Per innescare la reazione chimica, la procedura è la seguente: si prende una bottiglia di vetro, da preferire quelle da spumante, la si lave e si asciuga accuratamente nel suo interno. Si prendono poi due pezzi di tubo usati per l’aeratore (importante che siano quelli al silicone) e li sigilliamo nel collo della bottiglia, il tutto con l’uso del silicone. I tubicini serviranno poi per il collegamento al diffusore della CO2 e per l’innesco iniziale del gas. Si preparano il bicarbonato di sodio e l’acido citrico nelle loro grammature facendo attenzione nel maneggiarli e nel tenerli in contenitori asciutti onde evitare la formazione di grumi. Si mescolano bene i due composti sempre usando attrezzi asciutti in quanti una goccia d’acqua potrebbe innescare la reazione e quindi una perdita di CO2. Con molta pazienza e con l’aiuto di un imbuto di carta si introduce il miscuglio di polveri da uno dei due tubicini ed il “gioco” è fatto.
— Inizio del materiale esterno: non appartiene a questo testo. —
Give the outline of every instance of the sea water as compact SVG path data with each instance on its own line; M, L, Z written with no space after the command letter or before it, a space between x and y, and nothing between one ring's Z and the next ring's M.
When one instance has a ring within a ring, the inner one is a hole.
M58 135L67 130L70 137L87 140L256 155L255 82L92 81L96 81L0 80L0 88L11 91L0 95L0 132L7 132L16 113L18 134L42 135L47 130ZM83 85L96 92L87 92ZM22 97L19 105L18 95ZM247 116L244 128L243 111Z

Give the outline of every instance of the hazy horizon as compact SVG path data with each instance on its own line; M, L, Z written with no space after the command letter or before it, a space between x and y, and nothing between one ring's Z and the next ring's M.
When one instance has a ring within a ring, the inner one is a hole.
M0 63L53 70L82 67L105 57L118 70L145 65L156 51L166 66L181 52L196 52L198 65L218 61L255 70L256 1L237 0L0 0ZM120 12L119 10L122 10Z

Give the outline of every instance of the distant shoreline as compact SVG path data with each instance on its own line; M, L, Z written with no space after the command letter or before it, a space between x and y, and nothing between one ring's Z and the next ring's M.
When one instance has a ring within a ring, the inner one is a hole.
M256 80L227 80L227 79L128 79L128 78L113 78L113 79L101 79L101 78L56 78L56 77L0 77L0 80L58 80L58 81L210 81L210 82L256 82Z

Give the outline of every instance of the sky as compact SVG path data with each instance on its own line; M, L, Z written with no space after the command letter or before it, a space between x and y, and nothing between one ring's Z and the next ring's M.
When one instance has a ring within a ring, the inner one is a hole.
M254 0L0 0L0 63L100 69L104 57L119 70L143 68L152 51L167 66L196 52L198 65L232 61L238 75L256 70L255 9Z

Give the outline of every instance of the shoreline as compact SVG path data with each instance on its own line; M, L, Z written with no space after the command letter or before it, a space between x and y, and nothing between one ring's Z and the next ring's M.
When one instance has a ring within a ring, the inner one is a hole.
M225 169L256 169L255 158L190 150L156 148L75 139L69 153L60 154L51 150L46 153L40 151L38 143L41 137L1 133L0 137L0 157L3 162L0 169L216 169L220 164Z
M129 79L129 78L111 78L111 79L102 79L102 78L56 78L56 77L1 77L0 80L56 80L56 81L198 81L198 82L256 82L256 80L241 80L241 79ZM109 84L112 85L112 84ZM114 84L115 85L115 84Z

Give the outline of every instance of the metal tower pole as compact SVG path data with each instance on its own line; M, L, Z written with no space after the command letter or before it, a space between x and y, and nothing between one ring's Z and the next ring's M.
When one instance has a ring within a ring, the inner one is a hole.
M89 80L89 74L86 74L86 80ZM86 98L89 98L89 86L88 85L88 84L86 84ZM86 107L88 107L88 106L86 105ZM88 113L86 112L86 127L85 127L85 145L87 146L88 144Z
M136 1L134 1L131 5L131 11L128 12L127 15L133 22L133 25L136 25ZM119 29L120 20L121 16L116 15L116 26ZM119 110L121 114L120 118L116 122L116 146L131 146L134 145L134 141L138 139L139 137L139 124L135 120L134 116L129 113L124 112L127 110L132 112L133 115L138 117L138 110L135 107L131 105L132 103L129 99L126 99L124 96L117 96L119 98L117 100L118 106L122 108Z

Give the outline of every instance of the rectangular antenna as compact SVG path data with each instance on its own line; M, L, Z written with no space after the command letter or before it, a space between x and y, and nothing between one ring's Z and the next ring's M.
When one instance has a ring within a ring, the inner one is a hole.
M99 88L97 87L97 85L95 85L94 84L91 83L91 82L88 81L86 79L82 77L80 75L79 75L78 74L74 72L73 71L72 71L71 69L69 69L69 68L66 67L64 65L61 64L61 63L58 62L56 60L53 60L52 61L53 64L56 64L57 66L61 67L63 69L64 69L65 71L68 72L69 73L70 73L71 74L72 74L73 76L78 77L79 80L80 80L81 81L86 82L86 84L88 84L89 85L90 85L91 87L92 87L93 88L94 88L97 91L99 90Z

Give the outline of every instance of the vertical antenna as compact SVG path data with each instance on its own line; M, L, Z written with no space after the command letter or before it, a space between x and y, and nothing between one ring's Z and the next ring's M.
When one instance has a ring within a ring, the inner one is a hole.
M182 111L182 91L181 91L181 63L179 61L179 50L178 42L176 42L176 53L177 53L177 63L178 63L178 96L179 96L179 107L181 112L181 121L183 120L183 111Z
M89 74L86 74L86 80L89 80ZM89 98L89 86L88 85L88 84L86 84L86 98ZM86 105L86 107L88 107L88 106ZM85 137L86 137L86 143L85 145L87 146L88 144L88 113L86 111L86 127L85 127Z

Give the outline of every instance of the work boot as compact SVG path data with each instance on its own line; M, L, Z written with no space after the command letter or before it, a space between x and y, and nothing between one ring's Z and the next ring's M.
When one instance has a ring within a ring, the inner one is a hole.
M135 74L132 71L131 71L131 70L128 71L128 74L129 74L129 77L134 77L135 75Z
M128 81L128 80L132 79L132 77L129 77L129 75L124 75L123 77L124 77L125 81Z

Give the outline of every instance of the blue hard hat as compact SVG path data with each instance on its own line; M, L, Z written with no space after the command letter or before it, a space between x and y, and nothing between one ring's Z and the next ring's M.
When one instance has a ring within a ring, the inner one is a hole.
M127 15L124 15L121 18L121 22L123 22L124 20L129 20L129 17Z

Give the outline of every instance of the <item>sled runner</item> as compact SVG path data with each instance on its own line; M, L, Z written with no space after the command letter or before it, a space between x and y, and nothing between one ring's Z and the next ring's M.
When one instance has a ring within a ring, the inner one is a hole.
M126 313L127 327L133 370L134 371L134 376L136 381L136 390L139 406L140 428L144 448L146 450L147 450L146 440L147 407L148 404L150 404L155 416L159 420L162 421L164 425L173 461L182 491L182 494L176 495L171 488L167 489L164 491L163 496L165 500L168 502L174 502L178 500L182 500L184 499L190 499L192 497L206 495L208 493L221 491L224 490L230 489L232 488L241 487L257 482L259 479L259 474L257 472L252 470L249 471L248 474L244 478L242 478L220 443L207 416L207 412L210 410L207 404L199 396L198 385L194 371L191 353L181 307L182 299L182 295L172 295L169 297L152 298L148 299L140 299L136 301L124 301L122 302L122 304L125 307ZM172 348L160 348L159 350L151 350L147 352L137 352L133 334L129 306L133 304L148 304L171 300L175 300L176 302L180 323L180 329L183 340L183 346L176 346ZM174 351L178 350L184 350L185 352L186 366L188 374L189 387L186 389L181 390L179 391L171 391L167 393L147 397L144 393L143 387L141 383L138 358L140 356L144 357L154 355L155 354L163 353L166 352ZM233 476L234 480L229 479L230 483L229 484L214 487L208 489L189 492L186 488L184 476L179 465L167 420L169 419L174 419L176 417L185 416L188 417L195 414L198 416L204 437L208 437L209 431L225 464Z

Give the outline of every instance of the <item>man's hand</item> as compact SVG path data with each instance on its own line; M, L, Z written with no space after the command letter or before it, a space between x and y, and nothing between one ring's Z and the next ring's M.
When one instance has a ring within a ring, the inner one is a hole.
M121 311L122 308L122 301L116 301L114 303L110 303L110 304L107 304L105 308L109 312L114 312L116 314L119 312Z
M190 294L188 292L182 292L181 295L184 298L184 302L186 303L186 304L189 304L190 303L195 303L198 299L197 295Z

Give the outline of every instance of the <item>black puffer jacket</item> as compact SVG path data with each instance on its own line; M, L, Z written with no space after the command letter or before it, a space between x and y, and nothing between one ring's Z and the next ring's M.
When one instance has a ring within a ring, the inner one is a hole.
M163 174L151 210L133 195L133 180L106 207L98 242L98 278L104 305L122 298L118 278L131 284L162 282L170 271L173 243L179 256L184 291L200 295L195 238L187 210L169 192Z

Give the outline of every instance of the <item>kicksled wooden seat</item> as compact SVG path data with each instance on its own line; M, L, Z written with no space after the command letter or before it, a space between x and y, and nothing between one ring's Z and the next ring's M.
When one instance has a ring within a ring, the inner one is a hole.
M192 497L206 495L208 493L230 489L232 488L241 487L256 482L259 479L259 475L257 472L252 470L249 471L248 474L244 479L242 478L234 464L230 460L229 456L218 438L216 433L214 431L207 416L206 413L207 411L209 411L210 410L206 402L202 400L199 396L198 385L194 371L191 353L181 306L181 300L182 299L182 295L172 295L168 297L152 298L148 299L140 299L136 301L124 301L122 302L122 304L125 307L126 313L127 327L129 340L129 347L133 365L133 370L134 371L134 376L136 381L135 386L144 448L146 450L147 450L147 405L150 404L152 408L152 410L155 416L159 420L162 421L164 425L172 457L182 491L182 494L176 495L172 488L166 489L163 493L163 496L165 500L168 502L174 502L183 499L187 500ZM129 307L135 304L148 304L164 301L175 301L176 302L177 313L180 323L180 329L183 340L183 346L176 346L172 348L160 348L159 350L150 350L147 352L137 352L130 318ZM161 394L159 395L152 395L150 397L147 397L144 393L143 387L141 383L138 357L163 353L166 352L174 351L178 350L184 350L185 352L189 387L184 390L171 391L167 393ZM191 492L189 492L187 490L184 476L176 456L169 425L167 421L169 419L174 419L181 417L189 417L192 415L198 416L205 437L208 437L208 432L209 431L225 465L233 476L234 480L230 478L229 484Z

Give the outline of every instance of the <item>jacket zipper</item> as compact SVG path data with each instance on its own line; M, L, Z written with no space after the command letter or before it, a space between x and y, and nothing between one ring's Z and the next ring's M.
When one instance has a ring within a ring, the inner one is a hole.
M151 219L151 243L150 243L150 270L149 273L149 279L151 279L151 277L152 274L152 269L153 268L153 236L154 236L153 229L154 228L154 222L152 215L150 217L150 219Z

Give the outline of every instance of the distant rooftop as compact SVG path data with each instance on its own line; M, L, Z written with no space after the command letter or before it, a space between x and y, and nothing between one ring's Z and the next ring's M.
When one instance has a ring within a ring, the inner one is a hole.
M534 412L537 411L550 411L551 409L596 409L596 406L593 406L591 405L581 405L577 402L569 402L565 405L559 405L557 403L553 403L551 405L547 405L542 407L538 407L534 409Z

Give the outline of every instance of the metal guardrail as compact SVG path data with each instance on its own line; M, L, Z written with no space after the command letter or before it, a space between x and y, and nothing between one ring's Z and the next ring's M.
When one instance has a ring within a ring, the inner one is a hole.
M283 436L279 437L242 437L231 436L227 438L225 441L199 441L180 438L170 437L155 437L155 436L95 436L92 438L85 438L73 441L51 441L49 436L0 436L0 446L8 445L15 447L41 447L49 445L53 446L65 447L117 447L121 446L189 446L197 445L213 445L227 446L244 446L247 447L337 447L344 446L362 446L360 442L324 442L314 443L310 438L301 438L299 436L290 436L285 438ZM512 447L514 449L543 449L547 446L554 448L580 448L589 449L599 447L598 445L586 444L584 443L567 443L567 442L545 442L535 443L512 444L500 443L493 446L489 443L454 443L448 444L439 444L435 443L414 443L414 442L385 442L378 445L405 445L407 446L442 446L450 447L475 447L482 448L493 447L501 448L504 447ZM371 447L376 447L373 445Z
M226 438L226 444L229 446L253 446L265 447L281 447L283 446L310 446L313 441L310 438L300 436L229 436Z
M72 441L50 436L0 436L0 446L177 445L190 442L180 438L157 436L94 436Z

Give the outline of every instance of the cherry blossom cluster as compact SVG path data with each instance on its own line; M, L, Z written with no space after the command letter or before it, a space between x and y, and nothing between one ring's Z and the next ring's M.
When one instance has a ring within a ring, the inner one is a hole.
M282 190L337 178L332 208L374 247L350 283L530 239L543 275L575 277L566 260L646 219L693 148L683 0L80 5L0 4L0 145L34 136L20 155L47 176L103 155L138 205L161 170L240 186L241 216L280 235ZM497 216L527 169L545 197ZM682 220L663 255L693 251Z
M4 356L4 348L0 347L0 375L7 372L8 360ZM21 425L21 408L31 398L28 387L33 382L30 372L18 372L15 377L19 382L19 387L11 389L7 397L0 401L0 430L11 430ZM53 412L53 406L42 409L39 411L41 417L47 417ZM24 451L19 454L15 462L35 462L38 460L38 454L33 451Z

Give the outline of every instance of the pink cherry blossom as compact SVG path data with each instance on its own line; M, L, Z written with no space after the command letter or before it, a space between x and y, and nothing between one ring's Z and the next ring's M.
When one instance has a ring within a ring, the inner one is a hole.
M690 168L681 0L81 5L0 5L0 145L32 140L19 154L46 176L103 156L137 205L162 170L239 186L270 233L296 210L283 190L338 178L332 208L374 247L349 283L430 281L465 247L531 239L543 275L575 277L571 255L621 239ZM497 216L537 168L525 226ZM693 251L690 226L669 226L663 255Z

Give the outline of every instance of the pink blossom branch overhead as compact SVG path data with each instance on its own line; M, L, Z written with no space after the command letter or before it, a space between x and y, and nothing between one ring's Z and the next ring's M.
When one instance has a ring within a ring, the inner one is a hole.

Molti avranno pensato di introdurre le polveri e poi siliconare il tutto, ma ciò non può essere fatto perché il bicarbonato reagisce con l’acido acetico del silicone, che sviluppa durante la sua polimerizzazione e quindi si avrebbe una perdita di CO2. È opportuno lasciar asciugare bene il silicone per due, tre giorni prima di inserirvi le polveri. Ad uno dei due tubicini vi inseriamo un rubinetto per l’aria (fissandolo con due fascette per uso idraulico o con il silicone) mentre l’altro ci serviva per innescare la reazione, per poi chiuderlo con un morsetto. Una volta sistemato il tutto (diffusore di CO2, ecc.) si innesca la reazione, con l’aiuto di uno o due morsetti. La reazione è immediata e la polvere inizierà a schiumare producendo la nostra CO2.

ALCUNI CONSIGLI UTILI

È consigliato fasciare la bottiglia con del nastro adesivo, (lasciando una finestra 5 cm x 5 cm per poter verificare ogni tanto la reazione dei composti) in questo caso, un urto improvviso od una caduta accidentale, ci eviterà di raccogliere i frammenti di vetro sparsi per la casa. Meglio ancora se riusciamo ad inserire la bottiglia in un tubo di PVC (per uso idraulico) o rivestire la stessa con del polistirolo, costruendogli una scatola e fissando le sue pareti con del nastro adesivo. Se si rispettano i valori, i pesi dei reagenti e il loro rapporto, essi reagiranno completamente ed alla fine non si avrà alcun componente in eccesso. Prima di sostituire il composto, o chi vuole la bottiglia, con una nuova, si può provare ad aggiungere un po’ d’acqua per verificare se si riinnesca la reazione dei due composti. Se dobbiamo prelevare molta CO2 alla volta per diversi diffusori possiamo collegare al tubo chiuso con il morsetto un’altra bottiglia, preparata allo stesso modo, ma senza la miscela di polveri, al che ci servirà come riserva. Ora che siamo riusciti ad ottenere l’anidride carbonica  ad un prezzo bassissimo non ci resta che ammirare il ringraziamento delle piante sotto forma di una sana crescita sazie di CO2. Se poi ci siamo veramente convinti dell’importanza fondamentale della CO2, con bombole ricaricabili, e tutti gli optional possibili, sempre che ciò non implichi una pericolosa “tendenza al rosso delle nostre finanze”, e senza ricorrere a questo “marchingegno” per la produzione di CO2 se pur efficace.